According to Oreskes and Conway, a group of NAM-associated businessmen coordinated with elite schools such as New York University and the University of Chicago to create positions for and fund the work of those Austrian economists, who also went on to mentor the next generation of scholars and policymakers in the U.S.

Those mentees included fellow Nobel-winning economist Milton Friedman, who is famous for arguing that a corporation’s only job is “to make as much money as possible” for its shareholders and that taxes and regulations should be cut “under any circumstances and for any excuse, for any reason, whenever it’s possible.”

Those same wealthy business owners financed Friedman’s research and the University of Chicago’s Free Market Project, with the goal of launching a massive pro-business, anti-government propaganda campaign.

That campaign included Reader’s Digest reprints of neoliberal treatises, along with Hollywood interpretations of Hayek and Friedman’s ideas. The NAM-funded “The American Family Robinson,” for example, quickly became one of the most popular radio programs across the U.S. And it paved the way for the TV and radio series “General Electric Theater,” hosted by Ronald Reagan, which not only launched his political career but also turned him from a union leader Democrat into an anti-union Republican.

Beyond the media, NAM members also set up libertarian think tanks, many of them staffed by elite university-trained neoliberal economists, which lent an air of scientific certainty to neoliberal theories.

Once those ideas were firmly lodged in American psyches, the next step, as sociologist Elizabeth Popp Berman explains in “Thinking Like an Economist,” was for University of Chicago-trained economists to move into positions with policymaking power. From those positions, they helped lay the groundwork for what political scientist Jacob Hacker calls “The Great Risk Shift— defunding key parts of the social safety net, defanging unions, slashing taxes on wealthy people and big corporations, and promising (quite falsely) that the wealth would trickle down.

Ultimately, then, and with the help of elite universities, wealthy donors have turned us into what I call a DIY Society, where people are supposed to take care of themselves rather than rely on government to guarantee dignity, economic opportunity or time to contribute to the project of care.

The problem, however, is that we can’t actually do-it-yourself society. Some people — like the children, the sick and the elderly — can’t fully take care of themselves. And some jobs don’t pay enough to make ends meet. And that’s where women and mothers come in.
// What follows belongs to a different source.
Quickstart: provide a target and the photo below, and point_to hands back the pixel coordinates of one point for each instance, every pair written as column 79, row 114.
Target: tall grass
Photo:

As I find in my research, today’s billionaires and big corporations, along with their cronies in politics, media and academia, maintain the DIY illusion by forcing women to fill in the gaps in our economy and the gaps in our social safety net. Women in the U.S., for example, do almost twice as much unpaid care work as men do, and women — disproportionately women of color — do the bulk of the underpaid care work in fields such as child care and home health care, which are among the lowest-paid jobs in the U.S. economy as a whole.  

Ultimately, then, while donating money to universities might seem like one of the less-bad ways that wealthy people can spend their money, we ought to be wary of what they’re trying to buy with those donations, which goes far beyond securing their own kids’ admission to elite colleges and extends to shaping culture and policy in ways that maintain and justify their influence in society as a whole.  

Jessica Calarco is a professor of sociology at the University of Wisconsin at Madison and the author of “Holding It Together: How Women Became America’s Safety Net.”